If you’re making an animated documentary based around someone’s words, it’s important these words are strong, relevant and poignant. In the case of I Met the Walrus, director Josh Raskin has at his disposal, the words of one of the greatest speakers and wordsmiths of recent years, John Lennon.
In 1969, a 14-year-old Beatle obsessive Jerry Levitan tricked his way into John Lennon’s hotel room in Toronto and equipped with a reel-to-reel recorder, he managed to persuade Lennon to do a spontaneous interview. Almost 40 years later, Josh Raskin (along with help from Jerry Levitan as producer) has moulded this interview into a mesmerizing animation, featuring time-honoured ink sketching alongside modern digital illustration.

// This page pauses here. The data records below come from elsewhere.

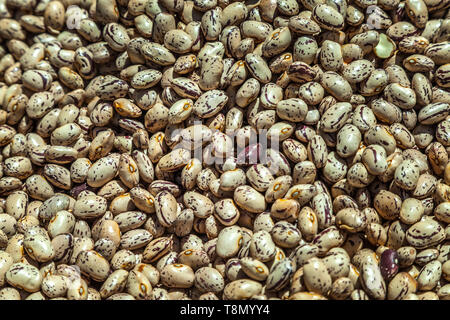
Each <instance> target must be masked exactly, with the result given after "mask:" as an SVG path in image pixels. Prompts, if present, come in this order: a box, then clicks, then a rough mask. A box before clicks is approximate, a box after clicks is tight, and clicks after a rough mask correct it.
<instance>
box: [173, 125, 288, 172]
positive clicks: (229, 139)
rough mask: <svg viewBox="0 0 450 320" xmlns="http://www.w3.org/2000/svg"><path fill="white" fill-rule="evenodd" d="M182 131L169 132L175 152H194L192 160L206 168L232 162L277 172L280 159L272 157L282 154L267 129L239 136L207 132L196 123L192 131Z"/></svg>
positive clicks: (231, 133) (228, 130) (235, 132)
mask: <svg viewBox="0 0 450 320" xmlns="http://www.w3.org/2000/svg"><path fill="white" fill-rule="evenodd" d="M186 130H187V129H185V128H180V129H175V130H173V131H171V132H170V134H169V137H168V139H169V140H170V141H174V140H175V141H178V143H177V145H176V146H175V147H174V150H175V149H180V148H182V149H186V150H191V151H192V158H196V159H198V160H200V161H201V162H202V163H204V164H207V165H223V164H224V163H226V161H228V160H233V161H234V162H235V163H236V164H238V165H253V164H264V165H267V166H270V169H273V170H276V168H277V167H278V164H277V159H276V158H275V157H274V156H273V155H274V153H278V152H279V148H280V140H279V135H278V134H274V133H273V131H272V132H271V131H270V130H267V129H260V130H259V131H258V132H256V131H252V132H251V134H249V135H242V134H238V132H239V131H235V130H226V131H225V132H222V131H220V130H217V129H210V130H211V134H209V131H207V134H206V135H205V128H204V125H203V124H202V122H201V121H194V123H193V126H192V127H191V128H190V129H189V134H186V132H187V131H186Z"/></svg>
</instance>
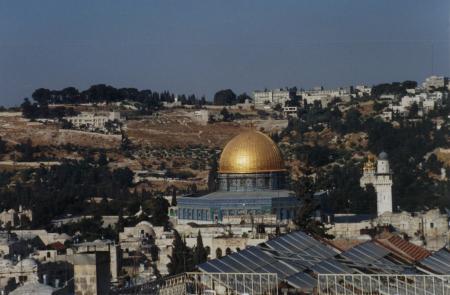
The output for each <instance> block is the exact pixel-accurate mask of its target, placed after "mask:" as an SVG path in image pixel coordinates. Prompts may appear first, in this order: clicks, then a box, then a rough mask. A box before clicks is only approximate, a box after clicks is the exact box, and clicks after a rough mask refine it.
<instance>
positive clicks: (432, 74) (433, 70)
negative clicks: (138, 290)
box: [431, 41, 434, 75]
mask: <svg viewBox="0 0 450 295" xmlns="http://www.w3.org/2000/svg"><path fill="white" fill-rule="evenodd" d="M431 75H434V43H433V41H431Z"/></svg>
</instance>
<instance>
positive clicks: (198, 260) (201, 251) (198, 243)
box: [194, 230, 208, 265]
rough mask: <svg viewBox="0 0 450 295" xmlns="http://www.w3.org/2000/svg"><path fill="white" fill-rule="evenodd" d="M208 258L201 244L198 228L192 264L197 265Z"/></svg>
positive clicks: (204, 247) (205, 252)
mask: <svg viewBox="0 0 450 295" xmlns="http://www.w3.org/2000/svg"><path fill="white" fill-rule="evenodd" d="M207 259H208V253H207V251H206V249H205V247H204V246H203V239H202V234H201V233H200V230H199V231H198V235H197V245H196V246H195V248H194V265H199V264H202V263H204V262H206V260H207Z"/></svg>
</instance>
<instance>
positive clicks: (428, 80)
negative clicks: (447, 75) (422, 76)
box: [422, 76, 448, 90]
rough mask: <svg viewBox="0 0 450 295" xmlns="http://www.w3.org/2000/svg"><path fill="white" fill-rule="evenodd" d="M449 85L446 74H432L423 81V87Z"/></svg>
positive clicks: (439, 86)
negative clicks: (440, 74)
mask: <svg viewBox="0 0 450 295" xmlns="http://www.w3.org/2000/svg"><path fill="white" fill-rule="evenodd" d="M446 86H448V78H447V77H444V76H430V77H428V78H426V79H425V81H424V82H423V83H422V87H423V88H425V89H427V90H431V89H433V88H434V89H437V88H443V87H446Z"/></svg>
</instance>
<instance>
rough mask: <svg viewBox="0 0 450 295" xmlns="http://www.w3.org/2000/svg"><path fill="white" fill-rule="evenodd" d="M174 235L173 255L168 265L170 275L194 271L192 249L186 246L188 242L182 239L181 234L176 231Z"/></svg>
mask: <svg viewBox="0 0 450 295" xmlns="http://www.w3.org/2000/svg"><path fill="white" fill-rule="evenodd" d="M173 233H174V238H173V243H172V254H171V255H169V256H168V257H169V263H168V264H167V269H168V270H169V275H176V274H179V273H183V272H187V271H193V270H194V264H193V253H192V249H190V248H189V247H188V246H186V242H185V241H183V240H182V239H181V236H180V234H179V233H178V232H177V231H176V230H174V231H173Z"/></svg>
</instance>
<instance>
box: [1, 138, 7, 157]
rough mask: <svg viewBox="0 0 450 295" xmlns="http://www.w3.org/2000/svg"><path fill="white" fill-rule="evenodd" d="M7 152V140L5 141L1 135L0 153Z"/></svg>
mask: <svg viewBox="0 0 450 295" xmlns="http://www.w3.org/2000/svg"><path fill="white" fill-rule="evenodd" d="M4 153H6V141H4V140H3V139H2V138H1V136H0V155H2V154H4Z"/></svg>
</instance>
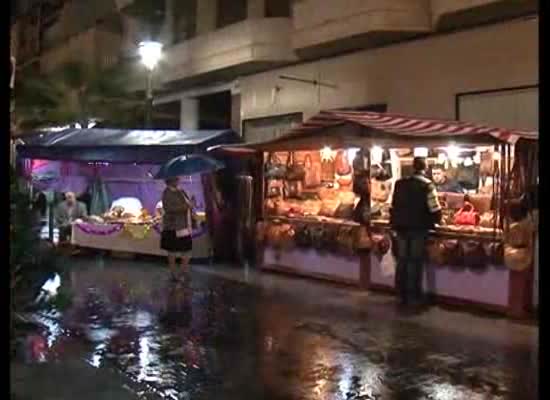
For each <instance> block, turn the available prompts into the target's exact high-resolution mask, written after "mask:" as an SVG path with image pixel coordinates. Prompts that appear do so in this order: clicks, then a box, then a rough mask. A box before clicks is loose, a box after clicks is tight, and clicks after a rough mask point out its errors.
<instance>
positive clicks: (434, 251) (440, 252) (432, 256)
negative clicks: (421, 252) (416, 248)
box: [426, 239, 447, 267]
mask: <svg viewBox="0 0 550 400" xmlns="http://www.w3.org/2000/svg"><path fill="white" fill-rule="evenodd" d="M426 252H427V253H428V259H429V260H430V263H431V264H433V265H435V266H438V267H441V266H443V265H445V263H446V261H447V260H446V259H445V246H444V244H443V243H442V242H441V241H440V240H437V239H429V240H428V243H427V244H426Z"/></svg>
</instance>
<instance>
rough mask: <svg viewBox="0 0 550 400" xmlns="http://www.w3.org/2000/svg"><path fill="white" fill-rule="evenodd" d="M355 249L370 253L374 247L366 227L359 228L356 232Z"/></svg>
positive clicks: (356, 249) (355, 237) (371, 240)
mask: <svg viewBox="0 0 550 400" xmlns="http://www.w3.org/2000/svg"><path fill="white" fill-rule="evenodd" d="M354 235H355V248H356V250H357V251H358V252H365V251H370V250H371V249H372V247H373V243H372V239H371V237H370V234H369V231H368V229H367V227H366V226H363V225H361V226H359V227H358V228H357V229H356V230H355V231H354Z"/></svg>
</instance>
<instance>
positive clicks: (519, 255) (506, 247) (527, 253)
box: [504, 245, 533, 271]
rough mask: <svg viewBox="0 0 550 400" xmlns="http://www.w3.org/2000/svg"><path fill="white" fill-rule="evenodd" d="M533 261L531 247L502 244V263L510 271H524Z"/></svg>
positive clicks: (529, 265) (527, 268)
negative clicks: (505, 264) (502, 248)
mask: <svg viewBox="0 0 550 400" xmlns="http://www.w3.org/2000/svg"><path fill="white" fill-rule="evenodd" d="M532 263H533V249H532V248H531V247H513V246H509V245H505V246H504V264H506V266H507V267H508V268H510V269H511V270H512V271H525V270H526V269H529V268H530V267H531V264H532Z"/></svg>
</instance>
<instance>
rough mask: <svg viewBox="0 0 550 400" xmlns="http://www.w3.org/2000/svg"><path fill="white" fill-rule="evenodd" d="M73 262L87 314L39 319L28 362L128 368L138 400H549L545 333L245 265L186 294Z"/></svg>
mask: <svg viewBox="0 0 550 400" xmlns="http://www.w3.org/2000/svg"><path fill="white" fill-rule="evenodd" d="M68 263H69V264H68V271H69V272H68V273H67V274H66V275H67V276H66V277H64V279H63V280H62V285H63V286H66V287H69V288H70V290H71V291H72V292H73V293H74V299H73V304H72V306H71V307H70V308H69V309H67V310H66V311H65V312H64V313H56V312H51V313H48V314H46V313H42V314H41V315H36V316H34V317H35V318H36V319H37V320H39V321H40V322H41V323H43V324H45V325H46V326H48V328H49V333H48V334H47V335H45V336H44V337H42V338H40V337H38V338H35V340H36V342H37V343H38V344H40V340H42V341H43V343H42V345H34V346H30V347H31V348H32V349H34V350H32V351H30V350H29V351H28V352H27V353H28V354H27V361H31V360H34V361H35V362H36V361H39V362H42V363H46V365H47V364H52V363H55V364H56V365H59V364H60V363H70V362H75V361H77V360H85V361H86V362H87V363H88V364H89V365H90V366H92V367H95V368H99V369H109V370H114V371H118V372H119V373H120V374H121V375H122V376H124V378H125V379H127V380H128V382H130V386H131V389H132V391H133V392H134V394H135V395H136V397H141V398H151V399H153V398H155V399H157V398H164V399H273V400H275V399H304V400H306V399H342V400H370V399H388V400H389V399H429V400H461V399H464V400H475V399H526V400H528V399H535V398H538V328H537V327H535V326H532V325H525V324H518V323H514V322H511V321H507V320H506V319H501V318H495V317H487V316H484V317H481V316H475V315H470V314H466V313H461V312H451V311H446V310H442V309H439V308H432V309H431V310H430V311H428V312H426V313H424V314H422V315H418V316H406V315H402V314H400V313H399V312H397V311H396V308H395V301H394V299H393V298H392V297H391V296H382V295H374V294H369V293H365V292H361V291H358V290H355V289H352V288H343V287H334V286H330V285H327V284H324V283H320V282H315V281H310V280H302V279H297V278H293V277H284V276H278V275H272V274H266V273H258V272H256V271H254V270H249V269H245V268H231V267H222V266H216V265H214V266H208V267H206V266H204V267H203V266H194V267H193V272H192V281H191V282H190V283H189V284H185V285H181V284H178V285H176V284H174V283H170V282H169V280H168V273H167V271H166V270H165V269H164V268H163V264H162V263H161V262H160V261H159V262H137V261H123V260H115V259H109V258H105V259H103V258H97V259H84V258H79V259H70V260H69V261H68ZM64 384H67V385H70V384H71V383H70V382H66V383H64ZM97 398H99V397H97Z"/></svg>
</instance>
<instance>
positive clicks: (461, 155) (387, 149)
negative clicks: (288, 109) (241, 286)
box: [222, 111, 538, 316]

Taking the initial audio recording of the interview as it basis, Raskin develops Lennon’s words into a non-stop visual bombardment of the animated kind. Illustrator James Braithwaite lends his penmanship to the film and his scratchy style is the perfect accompaniment to the old school fuzzy soundtrack. At times Braithwaite’s designs and animations can’t but help elicit memories of The Beatles Yellow Submarine and although the illustrator’s vision is somewhat less colourful and psychedelic than it’s predecessor, you have to presume it played some part in his aesthetic choices. To add a modern edge to the film, Raskin employed the talents of Designer and New Media artist Alex Kurina, whose well-ordered, somewhat more precise style creates an intriguing infusion alongside Braithwaite’s.
Don’t be fooled into thinking this is a film solely based in its visuals though, as however eye-catching they may be, there probably isn’t an animator in the world that could eclipse the thoughts and messages of John Lennon. The interview with Lennon may now be over 40 years old, but it’s incredible how applicable and significant his words still are. In a time still overshadowed with ongoing war and the threat of terrorism, Lennon could almost be speaking of the ‘establishment’ of modern day and the troubles it faces. Adding to the charm of the film, the Musician and Activist seems to have a frankness and honesty in his answers, when speaking to the 14yr old Levitan. These are words and opinions that may not have been so forthcoming to a more seasoned, professional journalist.
Together, this powerful interview combines potently with the strong, imaginative visuals of Raskin and his fellow artists, creating a striking film that is bound to stick in its audiences mind for a long time after watching. It’s easy to see why this innovative short was nominated for a Best Animated Short Film Oscar in 2008.